Au pays des êtres humains délicieux j'ai rencontré de quoi passer l'hiver. Elle est jolie, elle a les traits fins. Elle a sans doute deux ou trois enfants à son effigie. J'imagine qu'elle leur donne du lait et des petits morceaux de viande. Ce sont ses chatons. Ensemble ils se lèchent les babines et gazouillent et s'enroulent dans des tissus moelleux. Elle prend soin de leur peau et ils ont une bonne pâte dentifrice qui les aide à rester blancs. Ils sentent la lessive, le pain et le gazon. Je suppose qu'elle fait de l'Ashtanga. D’ailleurs, parfois, je la regarde, je ne l'écoute pas, je l'imagine faire le triangle inversé dans sa buanderie. Je ne devrais pas.

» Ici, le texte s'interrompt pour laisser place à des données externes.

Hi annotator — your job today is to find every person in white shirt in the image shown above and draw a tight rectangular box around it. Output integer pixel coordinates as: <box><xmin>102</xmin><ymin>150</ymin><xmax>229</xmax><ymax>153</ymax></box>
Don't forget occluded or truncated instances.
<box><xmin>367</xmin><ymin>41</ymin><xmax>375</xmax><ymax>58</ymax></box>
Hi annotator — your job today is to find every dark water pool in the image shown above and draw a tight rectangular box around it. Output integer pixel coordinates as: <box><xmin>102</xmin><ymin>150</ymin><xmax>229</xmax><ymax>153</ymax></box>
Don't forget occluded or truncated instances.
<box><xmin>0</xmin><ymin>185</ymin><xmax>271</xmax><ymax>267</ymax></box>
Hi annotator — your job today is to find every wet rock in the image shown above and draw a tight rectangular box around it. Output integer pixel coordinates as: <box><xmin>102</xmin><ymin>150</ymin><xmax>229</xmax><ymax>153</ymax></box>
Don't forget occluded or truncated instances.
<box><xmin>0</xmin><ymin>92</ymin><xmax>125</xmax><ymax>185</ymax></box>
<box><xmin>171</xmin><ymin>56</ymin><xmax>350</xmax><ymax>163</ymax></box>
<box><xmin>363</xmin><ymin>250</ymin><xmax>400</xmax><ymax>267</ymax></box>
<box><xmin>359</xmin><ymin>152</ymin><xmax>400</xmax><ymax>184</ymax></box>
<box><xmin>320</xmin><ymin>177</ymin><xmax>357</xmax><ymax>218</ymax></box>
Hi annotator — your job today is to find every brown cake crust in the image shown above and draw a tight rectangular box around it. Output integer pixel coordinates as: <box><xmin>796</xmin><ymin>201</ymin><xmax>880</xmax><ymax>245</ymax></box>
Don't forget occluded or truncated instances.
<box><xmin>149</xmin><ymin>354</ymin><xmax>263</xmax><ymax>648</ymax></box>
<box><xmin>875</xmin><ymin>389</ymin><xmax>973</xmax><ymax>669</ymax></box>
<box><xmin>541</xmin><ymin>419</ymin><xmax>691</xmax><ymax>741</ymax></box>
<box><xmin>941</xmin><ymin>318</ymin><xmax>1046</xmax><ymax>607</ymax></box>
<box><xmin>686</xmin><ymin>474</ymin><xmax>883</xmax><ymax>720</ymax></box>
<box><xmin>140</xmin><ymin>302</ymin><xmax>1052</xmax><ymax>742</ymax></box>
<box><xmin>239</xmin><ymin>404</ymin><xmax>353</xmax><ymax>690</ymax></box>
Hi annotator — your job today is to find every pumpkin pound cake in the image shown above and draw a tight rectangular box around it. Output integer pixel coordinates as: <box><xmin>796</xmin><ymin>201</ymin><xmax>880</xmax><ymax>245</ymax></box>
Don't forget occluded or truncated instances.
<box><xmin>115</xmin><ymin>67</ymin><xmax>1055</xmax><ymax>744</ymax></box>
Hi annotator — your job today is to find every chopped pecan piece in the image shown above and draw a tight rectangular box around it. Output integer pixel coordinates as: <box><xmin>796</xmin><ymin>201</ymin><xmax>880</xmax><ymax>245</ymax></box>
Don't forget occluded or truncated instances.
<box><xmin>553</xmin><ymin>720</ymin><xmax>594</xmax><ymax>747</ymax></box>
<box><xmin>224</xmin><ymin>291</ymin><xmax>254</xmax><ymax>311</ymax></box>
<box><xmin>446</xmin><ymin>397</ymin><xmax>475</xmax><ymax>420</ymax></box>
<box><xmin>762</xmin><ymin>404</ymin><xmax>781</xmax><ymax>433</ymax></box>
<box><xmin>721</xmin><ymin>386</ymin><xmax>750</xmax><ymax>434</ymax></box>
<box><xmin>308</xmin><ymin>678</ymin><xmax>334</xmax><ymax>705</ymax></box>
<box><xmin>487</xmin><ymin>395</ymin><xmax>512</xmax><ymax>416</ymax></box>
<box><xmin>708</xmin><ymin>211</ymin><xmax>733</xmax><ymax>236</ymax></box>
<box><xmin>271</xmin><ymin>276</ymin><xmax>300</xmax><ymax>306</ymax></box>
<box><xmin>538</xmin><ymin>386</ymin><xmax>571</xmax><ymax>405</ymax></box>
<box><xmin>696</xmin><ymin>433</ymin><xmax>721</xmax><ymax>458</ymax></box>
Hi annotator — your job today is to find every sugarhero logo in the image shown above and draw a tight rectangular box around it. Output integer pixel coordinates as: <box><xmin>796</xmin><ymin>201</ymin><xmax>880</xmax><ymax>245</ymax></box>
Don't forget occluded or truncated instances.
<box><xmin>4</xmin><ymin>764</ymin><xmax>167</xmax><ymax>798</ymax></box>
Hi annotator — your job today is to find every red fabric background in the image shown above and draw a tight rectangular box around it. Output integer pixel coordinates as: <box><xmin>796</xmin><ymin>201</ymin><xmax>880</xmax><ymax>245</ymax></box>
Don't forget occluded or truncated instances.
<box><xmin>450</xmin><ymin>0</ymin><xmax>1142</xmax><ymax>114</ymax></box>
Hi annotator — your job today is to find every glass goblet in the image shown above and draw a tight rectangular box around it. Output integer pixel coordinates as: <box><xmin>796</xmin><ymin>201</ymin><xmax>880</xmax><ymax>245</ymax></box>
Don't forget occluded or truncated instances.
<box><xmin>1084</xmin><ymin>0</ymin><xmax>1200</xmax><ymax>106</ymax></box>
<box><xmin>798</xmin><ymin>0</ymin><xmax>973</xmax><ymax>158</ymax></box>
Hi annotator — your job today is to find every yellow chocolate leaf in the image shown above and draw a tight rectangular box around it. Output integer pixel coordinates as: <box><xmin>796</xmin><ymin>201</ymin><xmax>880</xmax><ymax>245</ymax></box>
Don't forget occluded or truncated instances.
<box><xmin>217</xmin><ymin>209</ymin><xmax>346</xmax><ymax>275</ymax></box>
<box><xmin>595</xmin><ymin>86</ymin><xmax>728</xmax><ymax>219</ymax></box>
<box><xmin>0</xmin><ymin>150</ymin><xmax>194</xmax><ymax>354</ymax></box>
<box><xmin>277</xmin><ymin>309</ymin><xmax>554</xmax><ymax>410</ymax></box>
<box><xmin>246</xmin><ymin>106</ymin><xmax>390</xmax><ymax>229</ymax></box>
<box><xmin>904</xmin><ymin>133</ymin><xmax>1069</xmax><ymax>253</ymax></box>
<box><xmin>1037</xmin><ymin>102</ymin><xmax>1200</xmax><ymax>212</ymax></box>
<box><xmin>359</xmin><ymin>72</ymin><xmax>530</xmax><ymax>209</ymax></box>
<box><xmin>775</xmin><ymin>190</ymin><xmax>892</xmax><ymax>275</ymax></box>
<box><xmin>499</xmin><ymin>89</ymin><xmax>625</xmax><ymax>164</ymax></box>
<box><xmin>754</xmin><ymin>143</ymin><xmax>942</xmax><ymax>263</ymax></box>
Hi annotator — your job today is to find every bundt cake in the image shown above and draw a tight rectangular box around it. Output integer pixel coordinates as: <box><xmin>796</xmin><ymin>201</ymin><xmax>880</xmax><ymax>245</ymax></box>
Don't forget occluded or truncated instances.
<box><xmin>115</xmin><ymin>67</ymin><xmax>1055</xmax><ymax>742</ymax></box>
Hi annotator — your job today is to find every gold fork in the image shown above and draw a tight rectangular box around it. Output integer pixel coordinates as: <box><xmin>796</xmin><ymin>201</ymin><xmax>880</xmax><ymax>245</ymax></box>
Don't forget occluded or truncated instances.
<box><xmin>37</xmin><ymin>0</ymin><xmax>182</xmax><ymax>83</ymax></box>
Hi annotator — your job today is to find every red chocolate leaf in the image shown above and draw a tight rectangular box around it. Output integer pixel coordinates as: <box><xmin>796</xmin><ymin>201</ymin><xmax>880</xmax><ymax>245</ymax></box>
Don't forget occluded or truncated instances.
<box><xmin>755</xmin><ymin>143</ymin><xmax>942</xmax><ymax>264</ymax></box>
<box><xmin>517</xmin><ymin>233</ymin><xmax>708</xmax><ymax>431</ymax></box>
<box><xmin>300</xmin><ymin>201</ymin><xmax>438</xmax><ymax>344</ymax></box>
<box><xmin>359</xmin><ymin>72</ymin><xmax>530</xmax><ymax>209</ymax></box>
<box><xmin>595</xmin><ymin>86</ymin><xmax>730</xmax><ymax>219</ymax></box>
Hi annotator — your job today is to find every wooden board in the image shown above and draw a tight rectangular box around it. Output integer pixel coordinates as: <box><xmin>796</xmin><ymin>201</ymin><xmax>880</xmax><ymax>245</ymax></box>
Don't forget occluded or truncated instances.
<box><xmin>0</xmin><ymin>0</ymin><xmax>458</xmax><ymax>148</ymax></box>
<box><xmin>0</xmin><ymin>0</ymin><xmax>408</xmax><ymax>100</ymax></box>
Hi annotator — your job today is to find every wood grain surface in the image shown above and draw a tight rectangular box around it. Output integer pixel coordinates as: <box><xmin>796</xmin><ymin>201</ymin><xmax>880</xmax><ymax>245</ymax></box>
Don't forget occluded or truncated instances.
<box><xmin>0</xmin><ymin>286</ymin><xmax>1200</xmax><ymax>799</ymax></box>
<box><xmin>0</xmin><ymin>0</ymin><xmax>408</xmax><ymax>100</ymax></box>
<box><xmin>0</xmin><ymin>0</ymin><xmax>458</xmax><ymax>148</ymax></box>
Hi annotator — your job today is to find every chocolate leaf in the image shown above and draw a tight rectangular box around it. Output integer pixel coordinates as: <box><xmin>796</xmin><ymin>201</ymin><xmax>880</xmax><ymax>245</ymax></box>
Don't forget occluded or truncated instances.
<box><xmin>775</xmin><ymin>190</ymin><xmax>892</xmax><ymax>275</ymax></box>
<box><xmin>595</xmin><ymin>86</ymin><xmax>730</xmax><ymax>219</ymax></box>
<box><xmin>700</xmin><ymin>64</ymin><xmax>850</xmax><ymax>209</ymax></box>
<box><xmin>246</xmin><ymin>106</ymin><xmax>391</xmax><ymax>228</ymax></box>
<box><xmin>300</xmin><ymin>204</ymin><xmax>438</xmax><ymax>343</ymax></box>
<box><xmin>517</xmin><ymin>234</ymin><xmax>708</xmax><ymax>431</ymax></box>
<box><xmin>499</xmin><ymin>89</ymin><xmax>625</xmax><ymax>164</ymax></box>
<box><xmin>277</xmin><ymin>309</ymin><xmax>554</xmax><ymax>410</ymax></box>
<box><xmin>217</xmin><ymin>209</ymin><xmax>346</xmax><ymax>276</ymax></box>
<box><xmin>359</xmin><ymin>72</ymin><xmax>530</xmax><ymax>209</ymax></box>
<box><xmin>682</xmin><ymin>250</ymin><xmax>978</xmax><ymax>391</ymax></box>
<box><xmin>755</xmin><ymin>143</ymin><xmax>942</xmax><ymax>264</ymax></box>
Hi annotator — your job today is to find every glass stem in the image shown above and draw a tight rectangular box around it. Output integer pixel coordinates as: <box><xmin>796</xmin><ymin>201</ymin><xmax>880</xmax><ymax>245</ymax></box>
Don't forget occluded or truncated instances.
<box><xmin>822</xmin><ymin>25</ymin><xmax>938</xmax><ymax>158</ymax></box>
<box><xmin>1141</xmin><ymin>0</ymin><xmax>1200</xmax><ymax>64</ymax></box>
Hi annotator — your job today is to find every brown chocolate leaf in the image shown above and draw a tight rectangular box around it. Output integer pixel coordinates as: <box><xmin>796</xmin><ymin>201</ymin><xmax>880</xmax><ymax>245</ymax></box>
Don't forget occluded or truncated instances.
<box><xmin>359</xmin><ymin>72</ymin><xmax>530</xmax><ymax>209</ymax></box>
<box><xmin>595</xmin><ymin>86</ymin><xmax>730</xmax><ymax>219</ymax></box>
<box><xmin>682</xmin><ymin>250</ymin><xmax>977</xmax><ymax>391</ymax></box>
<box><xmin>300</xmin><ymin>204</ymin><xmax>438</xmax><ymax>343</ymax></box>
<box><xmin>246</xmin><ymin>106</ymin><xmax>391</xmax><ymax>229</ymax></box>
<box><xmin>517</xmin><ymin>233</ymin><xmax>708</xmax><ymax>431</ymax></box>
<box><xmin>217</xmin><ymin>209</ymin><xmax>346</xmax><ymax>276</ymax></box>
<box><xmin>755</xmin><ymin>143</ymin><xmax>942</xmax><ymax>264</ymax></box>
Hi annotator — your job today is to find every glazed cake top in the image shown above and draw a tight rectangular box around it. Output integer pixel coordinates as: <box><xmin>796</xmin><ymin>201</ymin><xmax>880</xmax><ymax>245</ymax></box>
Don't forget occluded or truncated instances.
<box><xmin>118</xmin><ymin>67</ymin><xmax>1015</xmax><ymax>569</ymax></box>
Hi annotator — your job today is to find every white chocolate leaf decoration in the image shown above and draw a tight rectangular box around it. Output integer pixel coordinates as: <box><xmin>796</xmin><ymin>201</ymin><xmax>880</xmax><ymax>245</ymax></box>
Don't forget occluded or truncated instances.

Nous jouons aux échecs tous les mardis. Elle a, comme moi, c'est l'évidence, Mercure exalté en Vierge. Ça se voit dans sa façon de peser les mots sous le palais. Ça se voit dans sa façon d'articuler ses questions en céramique. Elle est douce et gentille ; dans son ciel, ça brille d'eau et d'air ; tout le monde peut respirer. Elle sait me regarder sans suspicion.

Je passe mes doigts sur la reine. Je joue toujours avec ma reine ; elle fait toujours comme moi. Parfois je prends huit coups d'avance et tous mes pions vont au front. Elle joue aussi ses huit pions. Ça fait un mur de petits soldats entre nous. Je promène ma reine derrière mes pions. Elle surveille ses ouailles. Ça peut durer des heures.

Parfois je lui parle et je suis le ministre de la défense. Je compte les victimes, j’énumère les pertes civiles, j’ai les paupières tombantes, je parle bas, lentement, ça ne me touche pas. Parfois je lui parle et je suis l'avocat révolté. Je gesticule dans les plis de ma robe, je proteste en brandissant l’index, je bondis, je roule des yeux outrés. Parfois j’ai des choses à lui dire mais je suis cachée dans mes doigts ou dans mes genoux. Je pèse de tout mon poids sur un vieux cric rouillé pour décoller mes lèvres sèches. Elles cassent, elles saignent, elles vaille que vaille en première ligne. Je fais rage mais juste avant que tout se dérobe, elle prend doucement le cric et le range dans un grenier. Elle préconise la guerre sans arme.

Quelle douceur. Je ne suis pas sûre qu’on passe l’hiver.